Pieśń dziękczynna Dawida
1 Dawid przemówił do Pana słowami tej pieśni w dniu, w którym Pan wyrwał go z ręki wszystkich jego wrogów i z ręki Saula. 2 I mówił:
Pan jest moją opoką, twierdzą i wybawicielem.

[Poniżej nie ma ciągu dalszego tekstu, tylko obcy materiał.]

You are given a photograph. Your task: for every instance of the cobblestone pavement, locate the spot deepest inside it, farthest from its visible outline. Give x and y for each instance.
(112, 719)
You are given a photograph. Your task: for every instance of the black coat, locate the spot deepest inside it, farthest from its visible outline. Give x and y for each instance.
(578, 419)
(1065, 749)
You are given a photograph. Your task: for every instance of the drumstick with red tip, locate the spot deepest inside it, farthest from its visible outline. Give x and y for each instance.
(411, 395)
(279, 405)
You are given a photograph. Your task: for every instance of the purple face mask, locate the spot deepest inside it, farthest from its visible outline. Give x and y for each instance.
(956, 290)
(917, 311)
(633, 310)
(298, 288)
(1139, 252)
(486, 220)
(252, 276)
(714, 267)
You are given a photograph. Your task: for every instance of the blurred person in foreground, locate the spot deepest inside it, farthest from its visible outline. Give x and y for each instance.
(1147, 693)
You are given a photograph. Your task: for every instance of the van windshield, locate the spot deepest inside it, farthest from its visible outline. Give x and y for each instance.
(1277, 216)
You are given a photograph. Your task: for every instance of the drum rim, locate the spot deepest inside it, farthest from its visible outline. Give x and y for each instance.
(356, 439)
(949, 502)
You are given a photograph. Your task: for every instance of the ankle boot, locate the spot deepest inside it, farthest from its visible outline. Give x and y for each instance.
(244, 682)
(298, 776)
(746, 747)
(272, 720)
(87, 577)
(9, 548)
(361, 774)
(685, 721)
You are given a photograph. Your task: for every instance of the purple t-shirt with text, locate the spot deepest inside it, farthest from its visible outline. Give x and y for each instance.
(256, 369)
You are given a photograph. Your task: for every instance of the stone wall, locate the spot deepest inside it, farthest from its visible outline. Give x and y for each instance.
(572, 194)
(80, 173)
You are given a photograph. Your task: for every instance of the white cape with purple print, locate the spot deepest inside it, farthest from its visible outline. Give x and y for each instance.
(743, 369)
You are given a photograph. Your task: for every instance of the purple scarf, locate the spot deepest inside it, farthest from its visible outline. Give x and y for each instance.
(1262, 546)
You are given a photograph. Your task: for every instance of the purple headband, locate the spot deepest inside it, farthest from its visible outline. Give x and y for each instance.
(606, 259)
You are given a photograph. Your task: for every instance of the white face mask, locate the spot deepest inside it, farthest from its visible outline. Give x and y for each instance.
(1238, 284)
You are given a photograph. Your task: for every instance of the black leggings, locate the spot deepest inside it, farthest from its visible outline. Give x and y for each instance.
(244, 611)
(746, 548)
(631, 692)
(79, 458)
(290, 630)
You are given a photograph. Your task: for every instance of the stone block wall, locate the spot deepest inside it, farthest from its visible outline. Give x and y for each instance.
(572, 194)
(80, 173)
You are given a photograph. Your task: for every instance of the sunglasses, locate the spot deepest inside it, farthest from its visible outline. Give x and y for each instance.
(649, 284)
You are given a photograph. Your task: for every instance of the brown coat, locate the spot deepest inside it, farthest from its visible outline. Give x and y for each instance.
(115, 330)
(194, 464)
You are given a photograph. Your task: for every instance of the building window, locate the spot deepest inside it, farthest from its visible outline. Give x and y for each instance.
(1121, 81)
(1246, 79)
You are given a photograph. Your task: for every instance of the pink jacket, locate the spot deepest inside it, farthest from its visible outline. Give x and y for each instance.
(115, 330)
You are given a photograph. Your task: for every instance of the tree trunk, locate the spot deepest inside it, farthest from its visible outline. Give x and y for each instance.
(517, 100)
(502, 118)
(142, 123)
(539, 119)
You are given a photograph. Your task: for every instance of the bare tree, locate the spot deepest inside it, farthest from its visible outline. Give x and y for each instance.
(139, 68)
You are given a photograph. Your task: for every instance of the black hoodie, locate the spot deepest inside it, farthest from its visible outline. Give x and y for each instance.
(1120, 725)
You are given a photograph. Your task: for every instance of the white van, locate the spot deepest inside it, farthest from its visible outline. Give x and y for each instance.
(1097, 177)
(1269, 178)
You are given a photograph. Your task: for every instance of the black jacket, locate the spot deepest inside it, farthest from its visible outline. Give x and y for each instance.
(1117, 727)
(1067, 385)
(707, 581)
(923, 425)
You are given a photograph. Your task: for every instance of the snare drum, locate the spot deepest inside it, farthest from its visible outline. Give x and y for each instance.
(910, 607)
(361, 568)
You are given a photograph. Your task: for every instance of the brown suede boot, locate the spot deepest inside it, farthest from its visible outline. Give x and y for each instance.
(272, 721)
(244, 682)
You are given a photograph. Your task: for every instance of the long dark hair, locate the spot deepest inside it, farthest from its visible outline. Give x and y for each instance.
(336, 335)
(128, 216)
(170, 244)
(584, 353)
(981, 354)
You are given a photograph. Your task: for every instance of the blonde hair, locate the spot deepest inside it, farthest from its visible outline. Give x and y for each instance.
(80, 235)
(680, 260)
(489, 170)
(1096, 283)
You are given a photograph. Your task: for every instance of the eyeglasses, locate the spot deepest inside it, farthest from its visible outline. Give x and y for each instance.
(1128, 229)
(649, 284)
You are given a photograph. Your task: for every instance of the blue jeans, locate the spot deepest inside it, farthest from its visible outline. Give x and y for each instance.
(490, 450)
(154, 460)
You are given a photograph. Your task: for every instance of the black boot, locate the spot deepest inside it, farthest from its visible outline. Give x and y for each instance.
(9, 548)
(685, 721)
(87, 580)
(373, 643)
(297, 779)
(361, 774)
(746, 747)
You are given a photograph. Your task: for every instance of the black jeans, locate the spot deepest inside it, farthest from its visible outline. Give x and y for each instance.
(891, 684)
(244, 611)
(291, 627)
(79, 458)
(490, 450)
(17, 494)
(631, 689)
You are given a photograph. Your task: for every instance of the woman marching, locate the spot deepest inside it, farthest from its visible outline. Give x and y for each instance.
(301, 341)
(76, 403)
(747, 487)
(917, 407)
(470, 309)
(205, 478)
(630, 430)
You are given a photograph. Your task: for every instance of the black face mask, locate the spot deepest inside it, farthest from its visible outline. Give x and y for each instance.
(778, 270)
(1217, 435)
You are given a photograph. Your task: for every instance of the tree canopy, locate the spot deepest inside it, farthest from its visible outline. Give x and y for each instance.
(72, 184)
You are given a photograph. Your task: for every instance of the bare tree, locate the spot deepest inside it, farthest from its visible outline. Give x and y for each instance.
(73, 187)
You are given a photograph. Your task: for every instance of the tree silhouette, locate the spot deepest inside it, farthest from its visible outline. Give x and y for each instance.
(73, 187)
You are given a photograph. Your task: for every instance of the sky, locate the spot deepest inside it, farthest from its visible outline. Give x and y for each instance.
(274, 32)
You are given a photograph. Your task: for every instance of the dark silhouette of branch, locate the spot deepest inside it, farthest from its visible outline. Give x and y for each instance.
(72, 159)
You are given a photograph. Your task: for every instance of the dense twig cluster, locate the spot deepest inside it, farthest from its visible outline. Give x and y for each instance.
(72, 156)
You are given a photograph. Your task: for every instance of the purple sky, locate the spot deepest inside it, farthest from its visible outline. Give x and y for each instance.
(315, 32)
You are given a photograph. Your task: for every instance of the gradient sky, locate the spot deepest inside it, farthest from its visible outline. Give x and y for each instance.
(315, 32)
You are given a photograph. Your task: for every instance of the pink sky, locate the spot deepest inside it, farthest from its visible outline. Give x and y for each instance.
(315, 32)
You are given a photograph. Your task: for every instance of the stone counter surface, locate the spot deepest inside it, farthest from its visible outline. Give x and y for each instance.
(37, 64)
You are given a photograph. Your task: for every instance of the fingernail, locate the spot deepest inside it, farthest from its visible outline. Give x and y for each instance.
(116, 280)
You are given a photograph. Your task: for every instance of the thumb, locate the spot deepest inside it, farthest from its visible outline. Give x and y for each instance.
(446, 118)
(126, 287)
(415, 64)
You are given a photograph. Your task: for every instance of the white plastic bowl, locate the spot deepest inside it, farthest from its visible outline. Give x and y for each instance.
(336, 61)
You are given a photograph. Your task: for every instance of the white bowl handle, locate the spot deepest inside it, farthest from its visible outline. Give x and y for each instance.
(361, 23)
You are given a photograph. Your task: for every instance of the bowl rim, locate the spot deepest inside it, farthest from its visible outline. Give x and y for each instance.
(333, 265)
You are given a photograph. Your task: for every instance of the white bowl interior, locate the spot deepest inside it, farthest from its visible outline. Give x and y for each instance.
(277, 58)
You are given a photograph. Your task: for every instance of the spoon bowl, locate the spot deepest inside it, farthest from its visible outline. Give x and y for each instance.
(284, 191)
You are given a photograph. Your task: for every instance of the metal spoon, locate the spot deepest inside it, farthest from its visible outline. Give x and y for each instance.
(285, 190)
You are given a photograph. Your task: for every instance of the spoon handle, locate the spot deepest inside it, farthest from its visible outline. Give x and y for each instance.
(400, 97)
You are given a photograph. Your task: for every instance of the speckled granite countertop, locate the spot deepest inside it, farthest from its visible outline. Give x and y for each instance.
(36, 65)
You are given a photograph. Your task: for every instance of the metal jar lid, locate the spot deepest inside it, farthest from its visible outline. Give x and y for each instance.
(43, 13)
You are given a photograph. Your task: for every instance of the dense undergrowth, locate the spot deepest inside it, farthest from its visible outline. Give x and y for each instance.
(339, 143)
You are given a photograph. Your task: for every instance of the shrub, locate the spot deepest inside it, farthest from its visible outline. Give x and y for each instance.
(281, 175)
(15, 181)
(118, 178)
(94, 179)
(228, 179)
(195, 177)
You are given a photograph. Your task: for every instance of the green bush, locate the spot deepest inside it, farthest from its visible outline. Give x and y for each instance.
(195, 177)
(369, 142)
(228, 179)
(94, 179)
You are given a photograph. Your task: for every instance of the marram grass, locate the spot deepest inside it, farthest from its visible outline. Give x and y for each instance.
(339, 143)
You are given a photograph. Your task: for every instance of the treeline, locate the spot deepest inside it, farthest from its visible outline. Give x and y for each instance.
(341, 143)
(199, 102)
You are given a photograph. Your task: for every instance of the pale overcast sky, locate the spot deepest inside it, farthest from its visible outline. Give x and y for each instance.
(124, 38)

3 Mój Bóg jest moją skałą, na której się chronię.
Moją tarczą i mocą mojego zbawienia, moją warownią,
moją ucieczką! Ty mnie wybawiasz od przemocy!
4 Wezwę Pana godnego chwały
i będę wolny od moich wrogów.
5 Ogarnęły mnie fale śmierci,
zalały mnie trwogą potoki niegodziwości.
6 Oplątały mnie więzy Szeolu,
skrępowały mnie pęta śmierci.
7 W moim nieszczęściu wzywałem Pana,
do mego Boga wołałem o pomoc.
Wysłuchał mego głosu ze swojej świątyni,
krzyk mój dotarł do Jego uszu.
8 Ziemia zatrzęsła się i zadrżała,
fundamenty niebios zatrzęsły się i zadrżały,
bo zapłonął gniewem.
9 Buchnął dym z Jego nozdrzy,
a z Jego ust ogień pochłaniający,
od którego zapaliły się węgle.
10 Nachylił niebios i zstąpił
z czarną chmurą u stóp.
11 Dosiadł cheruba, wzleciał
i ukazał się na skrzydłach wiatru.
12 Rozpostarł wokół siebie ciemność,
namiot z ciemnych chmur i obłoków nabrzmiałych wodą.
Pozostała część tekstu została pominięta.